We also have a lot of great new features in this plugin including Windows UWP build preview, new settings UI & much more!
We’ll write more about all of those next week….
Stackoverflow was also brimming with great questions on a multitude of subjects.
This is probably my favorite question of the week because it’s a tough question that is asked rather frequently. In this case it was asked in a proactive way (how can I do that, rather than why don’t you guys do that…) which is really nice making it my favorite.
Unfortunately there are no easy answers!There is a reason why we shy away from adding too many VM level API’s, it’s damn hard to do.
Is there a way to save a Graphics object in Codename One without without taking a screenshot?
Graphics doesn’t always map to a surface which is why it doesn’t include capabilities such as getPixel
. This allows us to use rather elaborate hardware acceleration when running on some platforms and also use two very different implementations of graphics (for screen drawing and mutable image drawing).
Adding native 3rd party activities is a pretty common task for native SDK integrations…
Reading that question I tend to agree, the API naming here is really unintuitive.
Most issues with web/video or other peer components boil down to wrong layout. Since the preferred size of the media is 0 when we initially lay out the form it’s sized as 0 and stays that way… Using a different layout manager works around that.
We got asked about NTLM support in the past but no one has emphasized this as important. It’s doable but challenging, we could bake NTLM and other such capabilities directly into Codename One but to do that we need to see enterprise customer demand.
Our default encoding for source compilations was not UTF-8 for NetBeans/IntelliJ projects. We’ve changed this for the upcoming update but this answer is still interesting….
Working with multi-DPI devices can be quite challenging and the device density aspect is often murky…
The answer is yes (thru ImageIO
) but the question goes more into the details of how to create an image in terms of API’s…
Provisioning profile does not match bundle identifier : Existing IOS bundle ID starts with a numeric
When we implemented Codename One we decided to tie package names to provisioning on iOS/Android/Windows etc. This simplified a lot of the underlying code and logic but introduced edge cases like this. Unfortunately, there are no easy answers for some problems…

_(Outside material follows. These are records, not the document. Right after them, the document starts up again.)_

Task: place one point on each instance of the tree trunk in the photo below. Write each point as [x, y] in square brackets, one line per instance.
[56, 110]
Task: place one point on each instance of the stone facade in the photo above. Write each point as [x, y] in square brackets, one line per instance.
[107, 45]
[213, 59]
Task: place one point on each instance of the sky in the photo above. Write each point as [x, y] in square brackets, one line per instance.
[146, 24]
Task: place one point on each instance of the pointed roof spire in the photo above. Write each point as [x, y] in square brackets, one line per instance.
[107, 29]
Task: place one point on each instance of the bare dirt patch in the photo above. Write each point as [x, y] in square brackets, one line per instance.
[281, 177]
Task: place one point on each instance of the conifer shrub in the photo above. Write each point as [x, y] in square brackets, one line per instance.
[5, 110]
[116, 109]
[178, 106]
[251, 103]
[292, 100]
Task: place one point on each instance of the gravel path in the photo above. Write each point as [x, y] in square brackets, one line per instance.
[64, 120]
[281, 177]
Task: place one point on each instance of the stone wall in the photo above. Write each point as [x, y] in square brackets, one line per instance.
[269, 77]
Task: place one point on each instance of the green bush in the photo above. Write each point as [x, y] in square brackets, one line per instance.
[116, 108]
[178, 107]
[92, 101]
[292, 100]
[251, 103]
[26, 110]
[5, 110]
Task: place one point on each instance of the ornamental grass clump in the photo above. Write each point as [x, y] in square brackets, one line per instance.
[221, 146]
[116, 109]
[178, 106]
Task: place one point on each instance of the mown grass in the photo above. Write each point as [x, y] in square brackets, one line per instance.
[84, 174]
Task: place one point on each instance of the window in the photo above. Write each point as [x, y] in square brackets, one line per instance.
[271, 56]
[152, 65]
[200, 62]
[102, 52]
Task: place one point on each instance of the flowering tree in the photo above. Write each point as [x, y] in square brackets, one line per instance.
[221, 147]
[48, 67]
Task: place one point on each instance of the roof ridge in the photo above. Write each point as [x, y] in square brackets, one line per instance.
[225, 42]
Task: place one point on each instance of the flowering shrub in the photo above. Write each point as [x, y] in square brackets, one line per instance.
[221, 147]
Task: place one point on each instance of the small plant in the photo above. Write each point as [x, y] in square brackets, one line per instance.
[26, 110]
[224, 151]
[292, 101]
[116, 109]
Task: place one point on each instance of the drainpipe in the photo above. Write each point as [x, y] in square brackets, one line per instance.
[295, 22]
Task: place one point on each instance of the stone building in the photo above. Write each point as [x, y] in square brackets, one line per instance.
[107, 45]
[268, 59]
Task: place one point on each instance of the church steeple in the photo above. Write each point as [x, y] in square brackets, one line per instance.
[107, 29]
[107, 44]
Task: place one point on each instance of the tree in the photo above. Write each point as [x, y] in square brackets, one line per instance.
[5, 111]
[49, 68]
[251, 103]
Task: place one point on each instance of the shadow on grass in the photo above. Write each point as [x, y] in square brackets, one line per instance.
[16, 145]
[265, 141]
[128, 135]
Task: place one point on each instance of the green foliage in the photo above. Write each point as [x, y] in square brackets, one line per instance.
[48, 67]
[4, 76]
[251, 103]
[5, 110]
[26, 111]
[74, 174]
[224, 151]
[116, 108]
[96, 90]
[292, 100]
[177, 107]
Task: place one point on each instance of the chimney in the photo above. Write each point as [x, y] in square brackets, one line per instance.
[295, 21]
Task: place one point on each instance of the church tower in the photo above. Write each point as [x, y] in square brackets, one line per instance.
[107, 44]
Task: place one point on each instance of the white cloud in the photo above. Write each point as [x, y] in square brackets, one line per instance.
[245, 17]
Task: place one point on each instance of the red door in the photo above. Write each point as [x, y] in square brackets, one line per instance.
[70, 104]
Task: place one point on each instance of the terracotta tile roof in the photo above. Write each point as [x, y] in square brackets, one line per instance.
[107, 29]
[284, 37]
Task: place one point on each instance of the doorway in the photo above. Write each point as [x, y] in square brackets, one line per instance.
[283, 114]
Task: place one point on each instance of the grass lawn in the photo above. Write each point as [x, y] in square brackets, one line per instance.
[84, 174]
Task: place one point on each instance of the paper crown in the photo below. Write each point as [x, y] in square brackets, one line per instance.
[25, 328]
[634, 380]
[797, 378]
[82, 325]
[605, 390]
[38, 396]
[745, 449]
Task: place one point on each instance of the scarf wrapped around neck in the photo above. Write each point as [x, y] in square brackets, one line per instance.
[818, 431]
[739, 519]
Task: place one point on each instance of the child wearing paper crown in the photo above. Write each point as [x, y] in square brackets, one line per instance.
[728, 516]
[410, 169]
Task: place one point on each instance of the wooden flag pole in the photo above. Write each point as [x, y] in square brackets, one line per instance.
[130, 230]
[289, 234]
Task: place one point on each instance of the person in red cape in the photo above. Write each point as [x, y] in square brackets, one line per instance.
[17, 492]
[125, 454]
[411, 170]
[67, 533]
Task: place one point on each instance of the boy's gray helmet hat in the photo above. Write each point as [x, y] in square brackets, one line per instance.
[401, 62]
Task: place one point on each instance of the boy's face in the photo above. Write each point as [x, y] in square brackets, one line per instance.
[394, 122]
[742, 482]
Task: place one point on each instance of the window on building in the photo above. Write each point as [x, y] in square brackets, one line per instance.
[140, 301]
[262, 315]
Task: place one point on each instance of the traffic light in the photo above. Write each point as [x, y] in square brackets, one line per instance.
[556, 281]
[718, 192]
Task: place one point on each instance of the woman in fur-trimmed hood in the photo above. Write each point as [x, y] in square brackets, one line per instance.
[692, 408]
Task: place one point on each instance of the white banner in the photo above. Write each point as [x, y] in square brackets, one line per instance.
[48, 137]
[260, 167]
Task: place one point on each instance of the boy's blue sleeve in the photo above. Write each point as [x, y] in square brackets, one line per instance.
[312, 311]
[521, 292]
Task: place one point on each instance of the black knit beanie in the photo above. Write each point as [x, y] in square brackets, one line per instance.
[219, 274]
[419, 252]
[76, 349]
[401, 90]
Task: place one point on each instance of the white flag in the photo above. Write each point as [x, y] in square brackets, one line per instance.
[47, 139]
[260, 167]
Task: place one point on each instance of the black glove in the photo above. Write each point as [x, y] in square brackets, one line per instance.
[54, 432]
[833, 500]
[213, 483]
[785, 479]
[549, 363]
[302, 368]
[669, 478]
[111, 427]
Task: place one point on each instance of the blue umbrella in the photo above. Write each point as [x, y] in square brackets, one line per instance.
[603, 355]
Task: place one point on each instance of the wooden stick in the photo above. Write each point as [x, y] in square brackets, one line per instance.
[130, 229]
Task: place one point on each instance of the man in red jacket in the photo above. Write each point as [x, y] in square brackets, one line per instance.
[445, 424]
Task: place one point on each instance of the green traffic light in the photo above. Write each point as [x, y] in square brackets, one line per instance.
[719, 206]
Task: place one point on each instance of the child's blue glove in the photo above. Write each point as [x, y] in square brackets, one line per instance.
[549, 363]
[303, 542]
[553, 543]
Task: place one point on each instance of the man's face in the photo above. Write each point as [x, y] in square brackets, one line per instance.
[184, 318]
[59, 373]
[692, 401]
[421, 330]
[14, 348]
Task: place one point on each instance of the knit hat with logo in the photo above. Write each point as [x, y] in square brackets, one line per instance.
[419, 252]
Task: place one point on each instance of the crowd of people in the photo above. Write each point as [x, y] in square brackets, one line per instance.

Externalization has always been a challenging subject for developers, there are some common pitfalls that people fall into but it’s often messy to discover them the first time around. Caching is probably one of the bigger pains during debugging as it defers the error to a later point…
It’s always difficult to give advice on strategy/design. We can’t debug design and some things become obvious only after trying a design and discovering it’s flaws, that is why it is crucial to build applications that are robust enough to survive aggressive refactoring.
This question picked up a bug in Codename One with meridiem time. Notice it took 4 days for the asker to figure this out…
If the question had included a test case this might have been resolved sooner.
Centering elements in Codename One can be accomplished in several ways. I’m not a fan of the set paddings to position elements approach though…
Storage is hard in mobile devices which has given rise to a cottage industry of on-device-databases. Some developers use sqlite but having used it for quite a few things I find it inherently quite flawed… We’d love to have a better story for on device database that is ideally also more cross platform than our current options.
We often have samples covering many different things, e.g. we have an actual IM app sample that answers this question:
There are some things you can only do in native code at this time. Actually implementing a "proper" camera view for most OS’s should be pretty trivial with a native interface and peer components. However, it would require some understanding of the underlying OS semantics.
A lot of Codename One developers don’t even know about this great library from Steve, it’s pretty cool to see developers finding out about it and figuring things for themselves!